Alys suffers from postnatal depression and detachment and thematically the creature is a metaphor for this. It possesses the daughter and harasses Alys and as a result Alys has never been able to love Elia. She even goes as far as to imagine removing Elia from their life, and makes plans to poison her if she is unable to fix their situation.

And since your story is shorter, what's the big emotional turn/resolution?

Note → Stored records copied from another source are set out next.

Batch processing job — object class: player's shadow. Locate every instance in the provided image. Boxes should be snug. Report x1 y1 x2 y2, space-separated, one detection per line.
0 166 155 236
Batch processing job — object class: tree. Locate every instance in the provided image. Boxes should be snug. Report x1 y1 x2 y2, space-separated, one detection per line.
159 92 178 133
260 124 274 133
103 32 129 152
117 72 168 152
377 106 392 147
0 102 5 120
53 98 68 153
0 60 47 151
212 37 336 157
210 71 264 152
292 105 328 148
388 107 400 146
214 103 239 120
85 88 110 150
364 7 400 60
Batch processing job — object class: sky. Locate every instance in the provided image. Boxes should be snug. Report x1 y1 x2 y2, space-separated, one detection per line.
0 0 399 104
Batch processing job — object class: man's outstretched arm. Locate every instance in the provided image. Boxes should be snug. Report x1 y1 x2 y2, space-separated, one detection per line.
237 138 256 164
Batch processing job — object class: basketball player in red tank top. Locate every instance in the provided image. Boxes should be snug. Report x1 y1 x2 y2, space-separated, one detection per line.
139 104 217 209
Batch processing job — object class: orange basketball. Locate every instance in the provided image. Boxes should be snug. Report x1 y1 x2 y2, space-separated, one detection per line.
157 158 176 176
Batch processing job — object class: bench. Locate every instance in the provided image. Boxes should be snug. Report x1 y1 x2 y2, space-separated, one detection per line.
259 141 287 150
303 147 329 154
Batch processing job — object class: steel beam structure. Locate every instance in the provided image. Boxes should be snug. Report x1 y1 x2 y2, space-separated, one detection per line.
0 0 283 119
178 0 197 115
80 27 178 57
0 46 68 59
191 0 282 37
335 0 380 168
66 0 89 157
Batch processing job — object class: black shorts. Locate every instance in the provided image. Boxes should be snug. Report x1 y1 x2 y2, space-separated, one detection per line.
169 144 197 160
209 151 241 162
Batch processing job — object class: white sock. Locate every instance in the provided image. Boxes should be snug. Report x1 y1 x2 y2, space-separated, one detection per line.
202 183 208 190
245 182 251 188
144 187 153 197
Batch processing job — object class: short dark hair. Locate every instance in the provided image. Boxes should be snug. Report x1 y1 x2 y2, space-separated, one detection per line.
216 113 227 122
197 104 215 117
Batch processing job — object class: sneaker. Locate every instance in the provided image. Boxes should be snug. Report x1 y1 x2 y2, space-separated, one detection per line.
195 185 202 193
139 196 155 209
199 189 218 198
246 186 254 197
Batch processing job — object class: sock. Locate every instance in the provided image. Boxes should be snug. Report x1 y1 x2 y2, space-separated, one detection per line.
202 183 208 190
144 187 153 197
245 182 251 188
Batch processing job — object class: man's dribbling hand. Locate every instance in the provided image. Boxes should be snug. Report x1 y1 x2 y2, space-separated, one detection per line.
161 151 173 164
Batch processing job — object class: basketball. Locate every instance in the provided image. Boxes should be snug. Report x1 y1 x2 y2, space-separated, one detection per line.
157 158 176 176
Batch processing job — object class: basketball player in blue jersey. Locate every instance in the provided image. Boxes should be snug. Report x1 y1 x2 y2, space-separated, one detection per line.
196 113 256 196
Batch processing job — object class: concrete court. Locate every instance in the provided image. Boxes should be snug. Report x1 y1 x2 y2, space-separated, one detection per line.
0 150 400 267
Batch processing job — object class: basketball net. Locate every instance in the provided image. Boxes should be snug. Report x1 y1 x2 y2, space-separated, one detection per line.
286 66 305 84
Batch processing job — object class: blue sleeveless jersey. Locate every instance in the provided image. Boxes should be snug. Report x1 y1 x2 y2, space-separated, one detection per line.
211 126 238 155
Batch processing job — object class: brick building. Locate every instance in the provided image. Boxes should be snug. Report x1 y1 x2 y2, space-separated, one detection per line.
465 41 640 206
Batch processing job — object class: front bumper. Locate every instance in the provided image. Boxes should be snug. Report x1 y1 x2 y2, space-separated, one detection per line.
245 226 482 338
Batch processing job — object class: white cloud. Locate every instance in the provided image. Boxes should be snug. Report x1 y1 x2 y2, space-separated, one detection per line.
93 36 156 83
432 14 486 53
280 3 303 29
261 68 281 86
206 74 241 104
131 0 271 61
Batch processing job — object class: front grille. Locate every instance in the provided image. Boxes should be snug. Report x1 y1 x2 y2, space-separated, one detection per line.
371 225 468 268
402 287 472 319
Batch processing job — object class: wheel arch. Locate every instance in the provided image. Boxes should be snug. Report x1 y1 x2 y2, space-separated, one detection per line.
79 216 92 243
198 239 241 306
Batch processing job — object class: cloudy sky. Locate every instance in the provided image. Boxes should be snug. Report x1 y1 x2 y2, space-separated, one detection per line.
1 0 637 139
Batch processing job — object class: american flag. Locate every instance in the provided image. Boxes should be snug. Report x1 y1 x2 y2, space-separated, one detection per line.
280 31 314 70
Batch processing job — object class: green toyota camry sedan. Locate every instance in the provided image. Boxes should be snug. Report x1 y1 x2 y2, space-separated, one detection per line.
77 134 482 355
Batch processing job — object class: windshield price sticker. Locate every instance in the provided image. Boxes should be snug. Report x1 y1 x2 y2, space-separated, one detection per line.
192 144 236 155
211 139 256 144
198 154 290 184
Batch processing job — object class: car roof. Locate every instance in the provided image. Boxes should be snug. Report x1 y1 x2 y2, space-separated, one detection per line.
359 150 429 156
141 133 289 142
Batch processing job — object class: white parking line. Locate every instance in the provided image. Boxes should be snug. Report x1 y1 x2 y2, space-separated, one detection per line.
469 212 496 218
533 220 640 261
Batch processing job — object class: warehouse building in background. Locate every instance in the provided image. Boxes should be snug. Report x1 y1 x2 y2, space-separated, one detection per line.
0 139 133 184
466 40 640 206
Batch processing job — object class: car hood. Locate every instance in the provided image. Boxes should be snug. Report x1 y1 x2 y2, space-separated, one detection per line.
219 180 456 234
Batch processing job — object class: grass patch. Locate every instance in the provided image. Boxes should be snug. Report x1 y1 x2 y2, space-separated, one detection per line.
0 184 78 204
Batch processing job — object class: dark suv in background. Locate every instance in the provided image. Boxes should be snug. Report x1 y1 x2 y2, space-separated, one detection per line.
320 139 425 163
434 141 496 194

Alys goes on a journey to rid herself of the creature. The emotional resolution is essentially that Alys, in the end, despite her lack of love, realises she must sacrifice herself for Elia in order to undo the curse. She saves Elia from the vampires (known as the Huntahn Brotherhood) and she herself dies. This breaks the curse and saves Elia and her husband and is a sort of redemption for Alys.

Thanks again!
 

Gwynndamere

Dreamer
I agree with Chasejxyz lots of great ways to build suspense and show the conflict & how it affects the family (and how they respond to it) without revealing the Monster.
I read what you posted and it's good. The changing of the creature and the girl, keeps you in suspense. I can imagine the journey will be fraught with possibilities!
 

jacksimmons

Scribe
I agree with Chasejxyz lots of great ways to build suspense and show the conflict & how it affects the family (and how they respond to it) without revealing the Monster.
I read what you posted and it's good. The changing of the creature and the girl, keeps you in suspense. I can imagine the journey will be fraught with possibilities!

Thanks for reading Gwynndamere! Much appreciated! I am glad it was more 'suspenseful' and less 'frustrating'.